Amerika'nın bir süre sonra dünyaya demokrasi konusunda ders verme meşruiyetinin kalamayacağını belirten Gültekin, "ABD’de parlamentonun aşırı sağcı ve ayırımcı bir grup tarafından işgali, 2. Dünya Savaşından bu yana Batı'ya liderlik yapan ABD’yi zor duruma soktuğunu düşünüyorum. Evrensel değerler ve ilkeler üzerinden gidemeyen ülkelerin liderlik yapması da zor. Fakat Amerika’nın hâlâ çok güçlü bir ekonomisi ve askeri gücü var. Son 25 yıldır ABD-Irak savaşıyla beraber daha çok bu tahrip gücünü kullandı. 2’inci Dünya Savaşı’ndan sonrası kullandığı yapıcı tarafını isegiderek kaybettiğini göreceğiz diye düşünüyorum" dedi. 

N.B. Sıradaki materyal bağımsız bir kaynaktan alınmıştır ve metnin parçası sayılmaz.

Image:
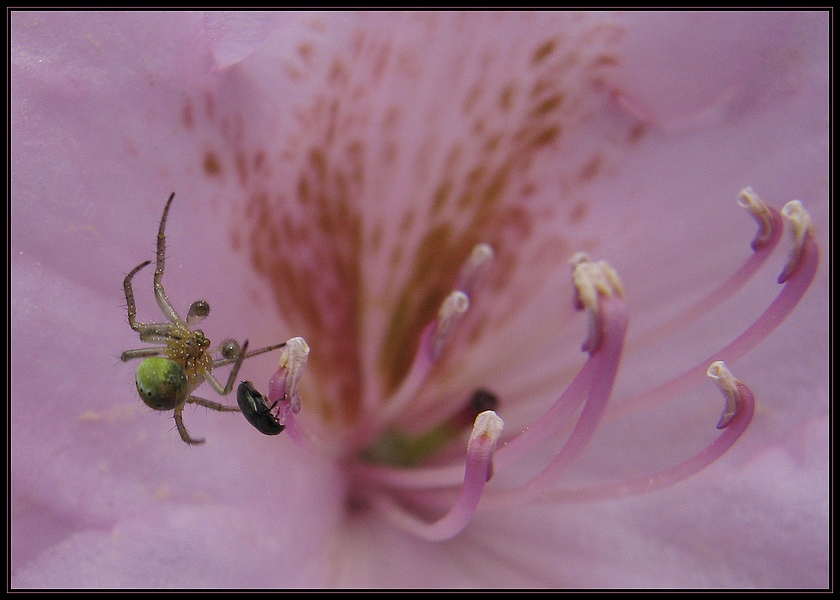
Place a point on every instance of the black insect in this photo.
(256, 409)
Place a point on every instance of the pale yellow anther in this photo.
(800, 228)
(748, 199)
(476, 265)
(487, 429)
(451, 311)
(594, 279)
(293, 359)
(728, 386)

"BÜTÜN DÜNYA İÇİN BİR TEHLİKE"

"Donald Trump aslında Amerikalıların şimdiye kadar kabul etmek istemedikleri bir damarı yeniden canlandırdı ve yeşertti" diyen Gültekin, şunları söyledi: 

"Özellikle ırkçı bir tabandan bahsediyoruz. Ekonomik ve demografik değişikliklerden dolayı da giderek kendisini tehdit altında gören beyaz Amerikalı kesim. Pandemi olmasıydı tekrar o kesime oynayarak seçimi kazanabilirdi. Trump, herhalde en başarısız başkan olarak tarihe geçecek. Çünkü yeteneksiz bir adamdı. Yeteneksizin ötesinde bana kalırsa gerçek bir klinik vaka. Buna rağmen 4 sene bu adamın peşinden gittiler ve 72 milyon ona oy verdi. Amerika’daki temel ve yapısal sorunları kısa dönemde çözmek kolay değil. Bir sonraki seçimde Trump’dan daha zeki bir popülist liderin ortaya çıkıp, ABD’ni daha illiberal ve otoriter yörüngeye çekmesi mümkün. Bu sadece Amerika için değil, bütün dünya için bir tehlike."

"ABD'NİN İDDİASI YIKILDI"

Gültekin, son olarak şunları kaydetti: 

"Soğuk Savaş dönemine göre çok odaklı bir dünya var artık. Bu dünyanın diğer aktörleri de güvenilir ve evrensel değerler üzerinden giden ülkeler değil. Bu da ayrıca bir sorun. Biden daha geleneksel bir dış siyaset götürmeye çalışacak. Trump’la büyük darbe alan ABD’nin itibarını yeniden tesis etmek zaman alacak. ABD iddialı bir ülkeydi ve Amerikalılar kendilerinin herkesten farklı olduklarına inanıyorlardı. Önceki günkü olaylar bu efsaneyi yıktı. Amerikalılar bunun şokunu ve matemini yaşıyorlar.